Examinamos que não desaparece o direito sucessório da mulher. Sendo ela esposa e não havendo descendente nem ascendente, a norma islâmica requer que se habilite como legítima herdeira, desde que a sociedade conjugal não esteja dissolvida à época da morte do cônjuge.

Permite, ainda, consolidar um quadro afetivo.

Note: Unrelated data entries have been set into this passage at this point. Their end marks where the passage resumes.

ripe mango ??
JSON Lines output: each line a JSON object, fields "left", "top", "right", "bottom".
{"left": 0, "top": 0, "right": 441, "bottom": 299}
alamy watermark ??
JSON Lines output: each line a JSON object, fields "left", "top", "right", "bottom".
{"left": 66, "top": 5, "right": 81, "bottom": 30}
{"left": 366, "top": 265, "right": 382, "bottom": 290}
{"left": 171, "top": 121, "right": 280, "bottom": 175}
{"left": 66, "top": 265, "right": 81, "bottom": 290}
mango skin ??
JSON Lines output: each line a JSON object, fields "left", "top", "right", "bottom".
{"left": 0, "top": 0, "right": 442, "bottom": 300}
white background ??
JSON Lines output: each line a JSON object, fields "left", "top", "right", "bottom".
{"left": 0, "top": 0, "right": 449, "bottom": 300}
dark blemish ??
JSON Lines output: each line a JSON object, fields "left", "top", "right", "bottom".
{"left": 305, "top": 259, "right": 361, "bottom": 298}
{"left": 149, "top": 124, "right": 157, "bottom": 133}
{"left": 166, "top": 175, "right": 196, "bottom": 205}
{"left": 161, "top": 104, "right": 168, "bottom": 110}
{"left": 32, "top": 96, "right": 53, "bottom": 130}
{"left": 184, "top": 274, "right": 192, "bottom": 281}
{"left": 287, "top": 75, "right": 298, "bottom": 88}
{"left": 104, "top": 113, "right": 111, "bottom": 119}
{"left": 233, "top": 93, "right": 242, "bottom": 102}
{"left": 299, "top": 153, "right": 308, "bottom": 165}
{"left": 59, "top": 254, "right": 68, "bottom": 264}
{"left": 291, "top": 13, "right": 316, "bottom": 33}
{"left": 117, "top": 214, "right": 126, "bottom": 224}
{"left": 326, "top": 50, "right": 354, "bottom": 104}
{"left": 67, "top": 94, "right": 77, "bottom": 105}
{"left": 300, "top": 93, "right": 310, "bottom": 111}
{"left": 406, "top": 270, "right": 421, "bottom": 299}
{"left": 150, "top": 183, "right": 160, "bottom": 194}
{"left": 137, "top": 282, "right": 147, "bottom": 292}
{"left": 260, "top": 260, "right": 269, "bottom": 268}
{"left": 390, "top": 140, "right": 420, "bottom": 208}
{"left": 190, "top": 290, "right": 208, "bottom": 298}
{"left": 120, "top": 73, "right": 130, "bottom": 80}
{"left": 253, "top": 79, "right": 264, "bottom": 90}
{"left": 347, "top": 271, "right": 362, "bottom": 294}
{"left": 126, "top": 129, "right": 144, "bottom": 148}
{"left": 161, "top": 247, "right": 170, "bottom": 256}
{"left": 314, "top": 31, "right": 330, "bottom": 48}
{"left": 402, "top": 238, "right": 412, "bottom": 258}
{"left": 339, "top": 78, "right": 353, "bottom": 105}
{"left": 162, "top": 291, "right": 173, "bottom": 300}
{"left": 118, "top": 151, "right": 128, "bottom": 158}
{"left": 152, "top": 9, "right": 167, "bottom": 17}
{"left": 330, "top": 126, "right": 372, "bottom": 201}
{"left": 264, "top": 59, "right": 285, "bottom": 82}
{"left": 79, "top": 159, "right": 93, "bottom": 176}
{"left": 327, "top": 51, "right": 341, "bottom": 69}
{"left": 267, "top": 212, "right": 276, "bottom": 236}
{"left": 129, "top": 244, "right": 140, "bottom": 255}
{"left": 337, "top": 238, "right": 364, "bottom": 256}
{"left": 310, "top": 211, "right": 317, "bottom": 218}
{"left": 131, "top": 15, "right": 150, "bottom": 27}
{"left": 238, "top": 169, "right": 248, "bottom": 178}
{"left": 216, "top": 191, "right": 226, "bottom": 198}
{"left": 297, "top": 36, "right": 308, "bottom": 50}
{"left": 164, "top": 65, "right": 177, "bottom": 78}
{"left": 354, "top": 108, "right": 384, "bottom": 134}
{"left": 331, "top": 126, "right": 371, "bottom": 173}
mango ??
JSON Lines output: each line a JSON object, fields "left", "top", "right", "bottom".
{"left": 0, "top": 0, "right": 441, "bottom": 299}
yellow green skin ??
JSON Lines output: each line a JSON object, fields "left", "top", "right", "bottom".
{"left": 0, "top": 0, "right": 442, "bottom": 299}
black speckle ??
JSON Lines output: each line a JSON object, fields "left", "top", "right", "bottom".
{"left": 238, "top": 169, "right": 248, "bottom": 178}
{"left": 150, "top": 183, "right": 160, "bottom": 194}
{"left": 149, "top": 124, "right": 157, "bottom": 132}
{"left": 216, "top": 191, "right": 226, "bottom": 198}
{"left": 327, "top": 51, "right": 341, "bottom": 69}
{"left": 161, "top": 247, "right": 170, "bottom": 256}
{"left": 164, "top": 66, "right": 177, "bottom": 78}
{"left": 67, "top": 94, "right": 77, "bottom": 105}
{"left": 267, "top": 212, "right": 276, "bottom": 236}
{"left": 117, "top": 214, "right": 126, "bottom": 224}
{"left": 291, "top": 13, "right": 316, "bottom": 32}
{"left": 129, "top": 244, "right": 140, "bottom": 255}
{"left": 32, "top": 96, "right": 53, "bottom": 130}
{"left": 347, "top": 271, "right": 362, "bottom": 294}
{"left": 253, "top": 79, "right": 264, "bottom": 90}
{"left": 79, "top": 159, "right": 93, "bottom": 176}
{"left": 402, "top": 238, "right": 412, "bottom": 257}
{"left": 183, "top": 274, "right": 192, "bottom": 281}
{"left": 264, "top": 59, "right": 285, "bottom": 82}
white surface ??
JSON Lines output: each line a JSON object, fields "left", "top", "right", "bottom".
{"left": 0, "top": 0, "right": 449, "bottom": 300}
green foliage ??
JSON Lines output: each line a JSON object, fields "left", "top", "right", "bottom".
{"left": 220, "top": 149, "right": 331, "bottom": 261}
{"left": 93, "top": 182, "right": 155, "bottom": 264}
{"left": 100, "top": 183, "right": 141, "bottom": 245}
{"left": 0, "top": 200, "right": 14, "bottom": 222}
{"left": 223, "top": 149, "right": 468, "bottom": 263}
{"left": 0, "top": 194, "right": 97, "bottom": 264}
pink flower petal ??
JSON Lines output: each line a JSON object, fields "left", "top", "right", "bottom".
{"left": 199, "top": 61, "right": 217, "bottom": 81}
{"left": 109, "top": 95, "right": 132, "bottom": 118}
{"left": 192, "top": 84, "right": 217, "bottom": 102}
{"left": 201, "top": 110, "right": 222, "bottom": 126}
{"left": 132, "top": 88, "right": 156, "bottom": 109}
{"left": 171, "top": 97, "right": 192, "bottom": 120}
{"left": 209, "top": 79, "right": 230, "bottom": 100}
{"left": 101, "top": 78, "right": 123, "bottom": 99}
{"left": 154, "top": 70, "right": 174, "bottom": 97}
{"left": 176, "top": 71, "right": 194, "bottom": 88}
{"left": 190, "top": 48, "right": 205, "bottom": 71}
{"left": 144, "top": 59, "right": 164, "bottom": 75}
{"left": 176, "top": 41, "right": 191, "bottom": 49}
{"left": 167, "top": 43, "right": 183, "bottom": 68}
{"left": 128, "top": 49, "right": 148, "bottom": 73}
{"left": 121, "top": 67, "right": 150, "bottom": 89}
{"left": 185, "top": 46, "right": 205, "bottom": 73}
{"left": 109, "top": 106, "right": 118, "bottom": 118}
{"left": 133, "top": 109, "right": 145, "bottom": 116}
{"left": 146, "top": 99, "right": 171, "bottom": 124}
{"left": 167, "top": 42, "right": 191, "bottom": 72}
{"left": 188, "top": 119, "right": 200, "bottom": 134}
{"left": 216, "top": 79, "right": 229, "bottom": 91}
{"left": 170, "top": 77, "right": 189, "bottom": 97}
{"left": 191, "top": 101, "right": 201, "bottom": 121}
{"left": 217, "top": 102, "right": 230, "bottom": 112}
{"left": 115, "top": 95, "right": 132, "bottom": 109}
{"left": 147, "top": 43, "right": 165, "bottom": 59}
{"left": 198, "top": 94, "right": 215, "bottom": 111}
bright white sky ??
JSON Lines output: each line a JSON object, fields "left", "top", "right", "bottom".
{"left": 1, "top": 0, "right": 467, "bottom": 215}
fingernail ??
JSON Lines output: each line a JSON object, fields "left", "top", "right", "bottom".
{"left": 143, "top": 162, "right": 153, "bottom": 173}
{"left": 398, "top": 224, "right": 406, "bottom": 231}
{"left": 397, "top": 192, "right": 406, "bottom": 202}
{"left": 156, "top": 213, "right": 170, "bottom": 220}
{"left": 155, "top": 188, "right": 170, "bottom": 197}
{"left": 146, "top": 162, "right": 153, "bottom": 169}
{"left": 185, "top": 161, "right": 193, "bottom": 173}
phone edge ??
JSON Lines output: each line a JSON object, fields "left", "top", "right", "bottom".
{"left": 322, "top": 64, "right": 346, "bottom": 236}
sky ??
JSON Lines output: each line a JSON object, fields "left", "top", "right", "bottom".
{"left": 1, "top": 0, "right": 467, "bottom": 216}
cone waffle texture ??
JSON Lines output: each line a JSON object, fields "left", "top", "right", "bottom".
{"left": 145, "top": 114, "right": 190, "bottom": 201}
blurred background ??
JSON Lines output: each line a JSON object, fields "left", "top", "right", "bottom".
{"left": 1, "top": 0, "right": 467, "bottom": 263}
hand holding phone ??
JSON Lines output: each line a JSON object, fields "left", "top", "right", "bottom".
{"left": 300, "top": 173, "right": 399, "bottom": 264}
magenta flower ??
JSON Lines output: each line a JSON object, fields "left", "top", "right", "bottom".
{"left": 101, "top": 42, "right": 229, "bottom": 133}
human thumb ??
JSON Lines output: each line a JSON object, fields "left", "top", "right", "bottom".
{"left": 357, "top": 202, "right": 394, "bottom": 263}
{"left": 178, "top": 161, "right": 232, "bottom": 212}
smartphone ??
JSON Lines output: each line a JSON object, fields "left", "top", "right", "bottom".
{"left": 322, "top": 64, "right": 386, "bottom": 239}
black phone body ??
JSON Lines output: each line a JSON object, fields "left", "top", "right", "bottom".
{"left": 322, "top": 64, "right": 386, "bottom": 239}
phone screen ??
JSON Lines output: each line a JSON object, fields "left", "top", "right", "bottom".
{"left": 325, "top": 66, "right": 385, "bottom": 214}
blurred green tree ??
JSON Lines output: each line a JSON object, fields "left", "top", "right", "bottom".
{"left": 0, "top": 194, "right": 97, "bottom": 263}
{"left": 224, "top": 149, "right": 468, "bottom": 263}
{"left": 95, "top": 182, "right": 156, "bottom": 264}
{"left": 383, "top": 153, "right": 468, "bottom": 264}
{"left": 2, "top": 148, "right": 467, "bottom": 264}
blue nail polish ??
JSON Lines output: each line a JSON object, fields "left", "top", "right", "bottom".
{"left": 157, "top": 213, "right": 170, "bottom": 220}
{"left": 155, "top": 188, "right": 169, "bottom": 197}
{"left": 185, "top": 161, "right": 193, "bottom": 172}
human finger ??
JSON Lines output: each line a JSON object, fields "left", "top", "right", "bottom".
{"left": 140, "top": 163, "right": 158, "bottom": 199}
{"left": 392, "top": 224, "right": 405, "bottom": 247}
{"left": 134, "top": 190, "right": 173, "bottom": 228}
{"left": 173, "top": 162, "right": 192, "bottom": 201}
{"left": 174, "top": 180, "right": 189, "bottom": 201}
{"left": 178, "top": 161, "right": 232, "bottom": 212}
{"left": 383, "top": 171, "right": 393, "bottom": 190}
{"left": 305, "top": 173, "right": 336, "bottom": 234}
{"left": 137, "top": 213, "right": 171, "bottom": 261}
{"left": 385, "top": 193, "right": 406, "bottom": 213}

Quando a mulher morre, a exemplo do que sucede aos pais paternos, os maternos são chamados à sucessão legítima, recebendo a mesma proporção anteriormente citada.

Na verdade, a ordem de vocação hereditária feminina nem sempre foi reconhecida nas outras legislações. Assim, a mulher, no “Direito Romano, herdava a posse dos bens do de cujus, desde que não houvesse outros parentes que pudessem herdar”(192).

No Direito Civil Brasileiro, a matéria foi inserida “em virtude da conservação do

artigo 1º do Decreto número 1839 de 31 de dezembro de mil novecentos e sete, que colocou

o cônjuge sobrevivo em terceiro lugar, depois dos descendentes e ascendentes”(193).

O direito sucessório islâmico remonta aos tempos do Profeta, determinando que se respeitasse o destino dos bens do morto, assistindo-lhe a liberdade de não contemplar com herança a quem cometesse injustiça dentro do Estado Islâmico.

A nosso ver, o direito sucessório islâmico deu sentido humano às relações familiares, respeitando-se a identidade dos componentes da família, comprometendo todos a uma política religiosa, cujo poder político real não se perdeu no tempo do califado, mas permitiu se estabelecer da forma como até hoje se apresenta.

Mesmo quando as ordenações islâmicas foram desconsideradas pelos colonizadores europeus, procurando o mais possível embargar as transmissões da cultura muçulmana, prevaleceu a educação dentro das prescrições da Shari’ah.